Big Data

flavor image depicting a globe composed of data points

"For me, the technological definitions (like "too big to fit in an Excel spreadsheet" or "too big to hold in memory") are important, but aren't really the main point. Big data for me is data at a scale and scope that changes in some fundamental way (not just at the margins) the range of solutions that can be considered when people and organizations face a complex problem. Different solutions, not just 'more, better.'" --Steven Weber, School of Information, UC Berkeley, datascience@berkeley

"These new resources represent a new kind of data that will enable transformative research on demographic and economic change and the spatial organization of society." --Steven Ruggles, Demography, 2014

"Big data" is a term that has seen increasing use across many disciplines, under a wide variety of definitions. The phrase was added to the Oxford English Dictionary in 2013: "data of a very large size, typically to the extent that its manipulation and management present significant logistical challenges; (also) the branch of computing involving such data."

Gil Press, a contributing writer for Forbes, outlines the origins of big data, as well as a variety of popular definitions for big data.

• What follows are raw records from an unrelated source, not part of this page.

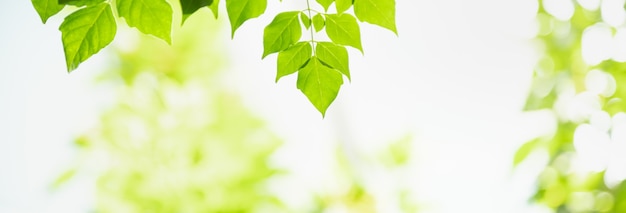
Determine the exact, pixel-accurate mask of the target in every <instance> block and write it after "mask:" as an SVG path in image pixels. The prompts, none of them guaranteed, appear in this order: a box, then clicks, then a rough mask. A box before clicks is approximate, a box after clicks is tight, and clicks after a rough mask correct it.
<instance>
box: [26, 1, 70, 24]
mask: <svg viewBox="0 0 626 213" xmlns="http://www.w3.org/2000/svg"><path fill="white" fill-rule="evenodd" d="M31 3H32V4H33V7H34V8H35V10H36V11H37V14H39V18H41V22H43V23H44V24H45V23H46V21H48V18H50V17H52V16H53V15H56V14H57V13H59V11H61V10H62V9H63V7H65V5H62V4H59V3H58V1H57V0H31Z"/></svg>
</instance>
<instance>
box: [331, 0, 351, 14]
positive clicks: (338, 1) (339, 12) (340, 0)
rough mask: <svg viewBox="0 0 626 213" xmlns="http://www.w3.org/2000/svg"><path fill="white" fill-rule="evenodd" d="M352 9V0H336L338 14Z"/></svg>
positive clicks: (336, 7) (336, 4)
mask: <svg viewBox="0 0 626 213" xmlns="http://www.w3.org/2000/svg"><path fill="white" fill-rule="evenodd" d="M350 7H352V0H335V8H337V13H343V12H346V10H348V9H350Z"/></svg>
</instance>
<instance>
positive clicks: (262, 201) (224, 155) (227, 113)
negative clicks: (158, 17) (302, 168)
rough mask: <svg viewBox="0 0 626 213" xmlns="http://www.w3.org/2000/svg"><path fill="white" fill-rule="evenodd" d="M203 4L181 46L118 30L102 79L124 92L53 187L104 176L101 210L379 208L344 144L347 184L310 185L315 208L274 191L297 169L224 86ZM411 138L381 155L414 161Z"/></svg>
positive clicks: (379, 153) (277, 143) (341, 162)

One such definition comes from academic and business analyst Tom Davenport: "the broad range of new and massive data types that have appeared over the last decade or so." Press' article also refers to a larger list of big data definitions from leaders in academics and industry, compiled by the School of Information at UC Berkeley.

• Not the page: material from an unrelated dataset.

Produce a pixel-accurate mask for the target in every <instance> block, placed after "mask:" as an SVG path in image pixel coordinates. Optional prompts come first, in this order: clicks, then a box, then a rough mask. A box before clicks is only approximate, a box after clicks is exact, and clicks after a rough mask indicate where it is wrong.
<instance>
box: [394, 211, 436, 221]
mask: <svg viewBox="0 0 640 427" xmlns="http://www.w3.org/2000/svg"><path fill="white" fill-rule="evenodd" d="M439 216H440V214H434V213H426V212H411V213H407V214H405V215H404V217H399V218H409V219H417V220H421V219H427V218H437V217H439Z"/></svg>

Nature published several insightful pieces in a special issue dedicated to big data. Clifford Lynch, executive director of the Coalition for Networked Information and a professor at UC Berkeley's School of Information, contributed an opinion piece called "How do your data grow?" Here, Dr. Lynch explains the important role that preservation institutions play in making the most of big data, citing NIH's National Center for Biotechnology, our own Inter-university Consortium for Political and Social Research, and the Protein Data Bank as examples of stable archive collections.

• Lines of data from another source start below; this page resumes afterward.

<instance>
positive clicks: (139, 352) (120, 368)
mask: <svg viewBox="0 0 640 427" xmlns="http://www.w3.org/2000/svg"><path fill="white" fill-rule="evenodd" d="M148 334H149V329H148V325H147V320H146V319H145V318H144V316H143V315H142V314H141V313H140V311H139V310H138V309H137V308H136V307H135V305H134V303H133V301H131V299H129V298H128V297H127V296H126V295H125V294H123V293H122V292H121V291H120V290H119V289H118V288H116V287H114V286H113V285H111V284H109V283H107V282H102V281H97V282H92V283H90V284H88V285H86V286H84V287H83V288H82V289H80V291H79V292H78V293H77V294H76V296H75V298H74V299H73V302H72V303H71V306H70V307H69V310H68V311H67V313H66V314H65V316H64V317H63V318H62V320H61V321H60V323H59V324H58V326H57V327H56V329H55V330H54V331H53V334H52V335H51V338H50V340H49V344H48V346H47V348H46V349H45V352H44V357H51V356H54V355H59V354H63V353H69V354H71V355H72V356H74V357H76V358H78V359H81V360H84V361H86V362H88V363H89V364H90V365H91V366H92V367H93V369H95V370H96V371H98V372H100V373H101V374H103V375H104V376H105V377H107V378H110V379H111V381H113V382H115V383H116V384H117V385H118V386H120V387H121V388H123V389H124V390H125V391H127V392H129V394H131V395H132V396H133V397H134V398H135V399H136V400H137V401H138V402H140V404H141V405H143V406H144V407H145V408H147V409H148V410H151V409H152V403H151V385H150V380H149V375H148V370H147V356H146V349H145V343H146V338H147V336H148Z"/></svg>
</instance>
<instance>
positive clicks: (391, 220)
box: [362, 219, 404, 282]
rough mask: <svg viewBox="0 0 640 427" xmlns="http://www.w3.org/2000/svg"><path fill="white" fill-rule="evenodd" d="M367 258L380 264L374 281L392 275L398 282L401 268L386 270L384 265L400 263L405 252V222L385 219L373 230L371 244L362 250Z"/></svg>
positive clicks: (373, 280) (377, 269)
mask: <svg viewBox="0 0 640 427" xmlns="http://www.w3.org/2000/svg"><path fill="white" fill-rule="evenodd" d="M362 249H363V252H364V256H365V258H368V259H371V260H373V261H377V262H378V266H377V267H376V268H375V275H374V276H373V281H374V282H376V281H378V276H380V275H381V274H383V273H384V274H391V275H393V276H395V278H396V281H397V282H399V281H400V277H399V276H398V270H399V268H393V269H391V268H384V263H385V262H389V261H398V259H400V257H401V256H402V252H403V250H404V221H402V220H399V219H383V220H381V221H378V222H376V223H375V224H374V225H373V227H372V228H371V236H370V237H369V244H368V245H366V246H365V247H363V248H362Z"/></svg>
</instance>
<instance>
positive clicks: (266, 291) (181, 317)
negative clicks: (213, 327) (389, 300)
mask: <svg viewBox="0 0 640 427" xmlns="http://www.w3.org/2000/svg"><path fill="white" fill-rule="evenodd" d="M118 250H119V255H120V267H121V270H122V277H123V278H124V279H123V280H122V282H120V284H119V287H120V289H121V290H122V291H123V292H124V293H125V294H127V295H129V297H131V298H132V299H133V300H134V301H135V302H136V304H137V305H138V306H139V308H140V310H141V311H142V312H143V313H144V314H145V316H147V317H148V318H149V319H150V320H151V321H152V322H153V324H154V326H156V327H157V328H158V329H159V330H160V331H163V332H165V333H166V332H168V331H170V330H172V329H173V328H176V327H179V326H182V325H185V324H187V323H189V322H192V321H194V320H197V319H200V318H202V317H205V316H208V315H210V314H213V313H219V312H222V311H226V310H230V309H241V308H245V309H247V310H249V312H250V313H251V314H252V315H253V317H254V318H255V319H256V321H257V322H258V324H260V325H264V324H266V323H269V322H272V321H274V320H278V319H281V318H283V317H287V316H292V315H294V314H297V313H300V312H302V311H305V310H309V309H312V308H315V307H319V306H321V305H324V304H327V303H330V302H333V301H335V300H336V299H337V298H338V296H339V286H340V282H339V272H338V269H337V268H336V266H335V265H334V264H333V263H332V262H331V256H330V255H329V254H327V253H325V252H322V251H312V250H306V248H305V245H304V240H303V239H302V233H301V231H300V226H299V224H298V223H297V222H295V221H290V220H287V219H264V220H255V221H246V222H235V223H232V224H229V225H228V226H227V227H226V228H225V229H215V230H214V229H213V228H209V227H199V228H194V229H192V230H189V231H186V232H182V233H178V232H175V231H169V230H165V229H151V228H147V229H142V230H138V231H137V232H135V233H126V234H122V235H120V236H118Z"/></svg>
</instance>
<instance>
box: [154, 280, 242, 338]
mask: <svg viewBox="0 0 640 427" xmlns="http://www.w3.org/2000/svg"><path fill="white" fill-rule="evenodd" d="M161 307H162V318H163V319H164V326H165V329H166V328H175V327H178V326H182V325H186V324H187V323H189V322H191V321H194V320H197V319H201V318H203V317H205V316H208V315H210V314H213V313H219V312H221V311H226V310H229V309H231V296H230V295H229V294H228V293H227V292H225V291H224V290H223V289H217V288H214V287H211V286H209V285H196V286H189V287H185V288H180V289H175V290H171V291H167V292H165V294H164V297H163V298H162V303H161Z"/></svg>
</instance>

Many experts in data-driven disciplines seem to agree that, if properly handled, big data has the power to revolutionize the way we understand our increasingly digital world.

Past Big Data Workshops and Symposia

Below is a brief list of past meetings concerning big data and innovations in data science. In addition, DSDR provides Examples of Big Data Initiatives and Funding Projects at various universities, companies, and organizations. These lists are by no means exhaustive, but rather provide a brief introduction into the kinds of initiatives that are underway.

  • The Networking and Information Technology Research and Development (NITRD) Program "provides a framework in which many Federal agencies come together to coordinate their networking and information technology (IT) research and development (R&D) efforts" (NITRD website). The 2015 NITRD Big Data Strategic Initiative Workshop was hosted at Georgetown University on January 23, 2015. This workshop brought together an interdisciplinary core of leaders to work on creating a Federal Big Data Research Agenda. Links to videos of the workshop can be found on the website.

  • Georgetown University and the White House sponsored a big data workshop at Georgetown in June 2014. The workshop was entitled, "Improving Government Performance in the Era of Big Data: Opportunities and Challenges for Federal Agencies." Speakers focused on the opportunities and challenges ahead for federal agencies in light of the increasing availability of massive data sets. Videos of the panel discussions and more information about the speakers can be found online.

  • The Michigan Institute for Data Science at the University of Michigan (MIDAS) hosted its annual symposium in April 2014, bringing together computational and data science experts to discuss various innovative methodologies and applications of big data.

References

Allen, Corey. 2015. "How Big Data Can Improve Healthcare." UBC News, January 8. Retrieved March 11, 2015.

"big data." The Oxford English Dictionary. 2015. Retrieved March 11, 2015.

Boyd, Danah, and Crawford, Kate. 2012. "Critical Questions for Big Data." Information, Communication and Society 15(5): 662-679. doi: 10.1080/1369118X.2012.678878.

"Community Cleverness Required." 2008. Nature 455(7209): 1. doi: 10.1038/455001a.

Graham R., Duncan. 2008. "Big Data: The Next Google." Nature 455(7209): 8-9. doi:10.1038/455008a.

Dutcher, Jenna. 2014. "What Is Big Data?" Berkeley School of Information. datascience@berkeley Blog. Retrieved March 11, 2015.

Executive Office of the President. 2014. Big Data: Seizing Opportunities, Preserving Values.

Lynch, Clifford. 2008. "How Do Your Data Grow?" Nature 455(7209): 28-29. doi:10.1038/455028a.

Press, Gil. 2013. "A Very Short History of Big Data." Forbes Technology, May 9. Retrieved March 11, 2015.

Press, Gil. 2014. "12 Big Data Definitions: What's Yours?" Forbes Technology, September 3. Retrieved March 11, 2015.

Ruggles, Steven. 2014. "Big Microdata for Population Research." Demography 51(1): 287-297.

Waldrop, Mitch. 2008. "Wikiomics." Nature 455(7209): 22-25. doi:10.1038/455022a.